Objective. Recombinant short-type MnP (Pr-MnP3) of the white rot fungus Phlebia radiata, and its manganese- binding site (E40, E44, D186) directed variants were produced and characterized. To allow catalytic applications, enzymatic bleaching of Reactive Blue 5 and conversion of lignin-like compounds by engineered class- II peroxidases were explored.
Method: Pr-MnP3 and its variants were expressed in Escherichia coli. The resultant body proteins were lysed, purified and refolded into haem-including enzymes in 6-7% protein recovery, and examined spectroscopically and kinetically.

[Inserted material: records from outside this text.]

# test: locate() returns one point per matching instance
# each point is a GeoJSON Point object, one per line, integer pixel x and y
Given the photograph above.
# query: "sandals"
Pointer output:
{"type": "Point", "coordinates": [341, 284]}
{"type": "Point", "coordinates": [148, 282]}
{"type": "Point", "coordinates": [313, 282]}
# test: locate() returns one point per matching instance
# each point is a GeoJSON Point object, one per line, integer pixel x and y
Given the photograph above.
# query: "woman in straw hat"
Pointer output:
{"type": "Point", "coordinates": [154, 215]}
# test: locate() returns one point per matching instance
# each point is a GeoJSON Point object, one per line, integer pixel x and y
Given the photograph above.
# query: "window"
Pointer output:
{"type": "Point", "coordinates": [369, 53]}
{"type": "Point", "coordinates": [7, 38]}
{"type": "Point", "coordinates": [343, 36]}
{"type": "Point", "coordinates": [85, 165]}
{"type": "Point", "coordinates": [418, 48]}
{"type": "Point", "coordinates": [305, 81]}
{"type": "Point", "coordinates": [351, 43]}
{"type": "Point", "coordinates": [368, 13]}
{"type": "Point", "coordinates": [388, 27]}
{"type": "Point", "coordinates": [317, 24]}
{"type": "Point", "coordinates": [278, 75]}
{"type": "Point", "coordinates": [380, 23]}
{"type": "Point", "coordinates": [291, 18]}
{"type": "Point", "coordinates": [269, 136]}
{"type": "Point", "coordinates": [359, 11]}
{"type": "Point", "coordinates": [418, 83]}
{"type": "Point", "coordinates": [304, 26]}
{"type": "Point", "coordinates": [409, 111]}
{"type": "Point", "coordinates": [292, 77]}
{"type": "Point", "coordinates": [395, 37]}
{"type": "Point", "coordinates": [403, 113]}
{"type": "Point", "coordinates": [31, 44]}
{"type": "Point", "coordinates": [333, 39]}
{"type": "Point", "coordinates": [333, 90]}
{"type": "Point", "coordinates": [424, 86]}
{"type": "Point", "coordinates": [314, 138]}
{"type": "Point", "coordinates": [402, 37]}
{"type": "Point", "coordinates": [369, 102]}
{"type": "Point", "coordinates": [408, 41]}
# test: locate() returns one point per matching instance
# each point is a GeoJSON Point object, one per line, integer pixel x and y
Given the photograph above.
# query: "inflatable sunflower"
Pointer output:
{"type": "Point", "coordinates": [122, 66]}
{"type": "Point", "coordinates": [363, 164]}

Results: Successful production of active enzymes was attained, with spectral characteristics of high-spin class-II peroxidases. Recombinant Pr-MnP3 demonstrated high affinity to Mn2+, which was noticeably affected by single (D186H/N) and double (E40H+E44H) mutations. Without addition of Mn2+, Pr- MnP3 was able to oxidize ABTS and decolorize Reactive Blue 5. Pc-LiPH8, its Trp-radical site variants, and engineered CiP-LiP demonstrated conversion of veratryl alcohol and dimeric non-phenolic lignin-model compounds (arylglycerol-β-aryl ethers) with production of veratraldehyde, which is evidence for cation radical formation with subsequent Cα-Cβ cleavage. Pc-LiPH8 and CiP variants were able to effectively oxidize and convert the phenolic dimer (guaiacylglycerol-β-guaiacyl ether).
Conclusion: Our results demonstrate suitability of engineered MnP and LiP peroxidases for dyedecolorizing, and efficiency of LiP and its variants for activation and degradation of phenolic and nonphenolic lignin-like aryl ether-linked compounds.